Let's talk about quality...
Simon Sinek tells a story about car manufacturing and it does a great job illustrating the idea of "Building Quality Into Your Product." A group of Japanese car manufacturing executives visited one of their American car plants. As the story goes, they noticed that once cars exited the assembly line there was someone with a rubber mallet that would tap on the doors. Confused, they asked the purpose of this activity. The American car makers responded "this is where we make sure the doors fit properly. You don't do that at your plants?" The executives response was "No. We design the doors to fit before we make them."
I was facilitating a retrospective where this idea proved invaluable. During the intense conversation, the team dug in to the Quality Control aspect of their workflow. The catalyst for the conversation was a broken "work in progress limit" for the Testing activity, but they quickly realized the WIP Limit was not the issue. The process of testing was quick and straightforward enough, but the real problem presented when a test failed or a quality standard was missed. This caused the work to sit waiting until someone upstream was able to context switch and fix the problem. As you can imagine, work would sit for hours, if not days, while other work would pile up behind it. "How does this relate to doors on a Subaru," you may ask? Alright, alright, we're getting there...
After some great discussion, the team thought "why not design better doors?" In other words, they decided to start thinking about quality earlier in the process. They shipped their resident QA expert's quality checklist to the "front of the line" so that everyone on the team could bake in quality. They didn't even have to mandate anyone own parts of the list. Instead they just appealed to each other's desire to build quality solutions as well as their love for each other. In the end, they realized they didn't need to buy "rubber mallets for the doors," or even have someone that specialized in "creative door persuasion." They designed in quality as part of the process.

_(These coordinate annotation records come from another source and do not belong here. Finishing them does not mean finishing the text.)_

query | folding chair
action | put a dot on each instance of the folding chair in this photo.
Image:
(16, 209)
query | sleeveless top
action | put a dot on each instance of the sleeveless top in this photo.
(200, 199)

Now, this will require that you and your quality expert can put aside your specialist hat and have everyone on the team take on the role of quality control. But this is the definition of being Empowered. The checklist in this story is the tool that allowed the team to be empowered to solve problems faster and with higher quality than a team that relies on a single person to handle quality. It's hard work, but nothing valuable comes easy. Take some time in your next retro and ask your team how you can start to "design better doors before you make them."